When integrating our quality measure and control mechanism (which sets the candidate compression levels) with various video encoders, we came to the conclusion that we needed a way to save and reload a “state” of the encoder without modifying the encoder internals, and of course – patented this method as well. Additional patents were filed on a method to optimize video streams on the basis of a GOP (Group of Pictures) rather than a frame, and on a system that improves performance by determining the optimal compression level based on sampled segments instead of optimizing the whole stream.
Embracing Video Encoding
In 2016 Beamr acquired Vanguard Video, the leading provider of software H.264 and HEVC encoders. We integrated our optimization technology into Vanguard Video’s encoders, creating a system that optimized video while encoding it. We call this CABR, and obviously we filed a patent on the integrated system. For more information about CABR, see our blog post “A Deep Dive into CABR”.
With the acquisition of Vanguard, we didn’t just get access to the world’s best SW encoders.

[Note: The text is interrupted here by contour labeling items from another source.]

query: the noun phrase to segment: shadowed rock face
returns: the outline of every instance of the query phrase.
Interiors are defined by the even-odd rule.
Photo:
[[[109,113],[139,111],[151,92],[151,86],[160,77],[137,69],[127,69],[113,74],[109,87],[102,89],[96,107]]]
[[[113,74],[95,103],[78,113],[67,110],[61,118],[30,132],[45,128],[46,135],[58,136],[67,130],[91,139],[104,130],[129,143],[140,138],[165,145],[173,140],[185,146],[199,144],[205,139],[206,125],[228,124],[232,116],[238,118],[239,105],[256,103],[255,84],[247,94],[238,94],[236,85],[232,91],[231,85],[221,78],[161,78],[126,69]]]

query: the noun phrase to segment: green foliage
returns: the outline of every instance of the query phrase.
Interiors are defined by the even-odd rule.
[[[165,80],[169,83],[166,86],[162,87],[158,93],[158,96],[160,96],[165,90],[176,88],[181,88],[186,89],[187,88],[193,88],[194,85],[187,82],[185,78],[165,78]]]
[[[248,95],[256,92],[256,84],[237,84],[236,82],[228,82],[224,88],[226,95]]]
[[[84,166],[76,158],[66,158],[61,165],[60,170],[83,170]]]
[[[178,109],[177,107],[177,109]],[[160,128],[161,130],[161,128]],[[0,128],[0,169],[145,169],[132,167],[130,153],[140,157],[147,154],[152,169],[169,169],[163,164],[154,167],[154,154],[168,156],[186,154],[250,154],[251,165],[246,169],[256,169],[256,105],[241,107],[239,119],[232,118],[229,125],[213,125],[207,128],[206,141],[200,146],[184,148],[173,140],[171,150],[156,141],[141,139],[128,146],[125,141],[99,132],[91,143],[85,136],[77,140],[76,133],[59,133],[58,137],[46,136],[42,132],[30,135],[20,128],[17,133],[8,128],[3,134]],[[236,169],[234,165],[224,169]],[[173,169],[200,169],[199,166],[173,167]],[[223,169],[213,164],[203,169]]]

We also gained a portfolio of video encoding patents developed by Vanguard Video, which we continued to extend in the years since the acquisition. These patents cover unique algorithms for intra prediction, motion estimation, complexity analysis, fading and scene change analysis, adaptive pre-processing, rate control, transform and block type decisions, film grain estimation and artifact elimination.
In addition to encoding and optimization, we’ve also filed patents on technologies developed for specific products. For example, some of our customers wanted to use our image optimization technology while creating lower-resolution preview images, so we patented a method for fast and high-quality resizing of an image. Another patent application was filed on an efficient method of generating a transport stream, which was used in our Beamr Optimizer and Beamr Transcoder products.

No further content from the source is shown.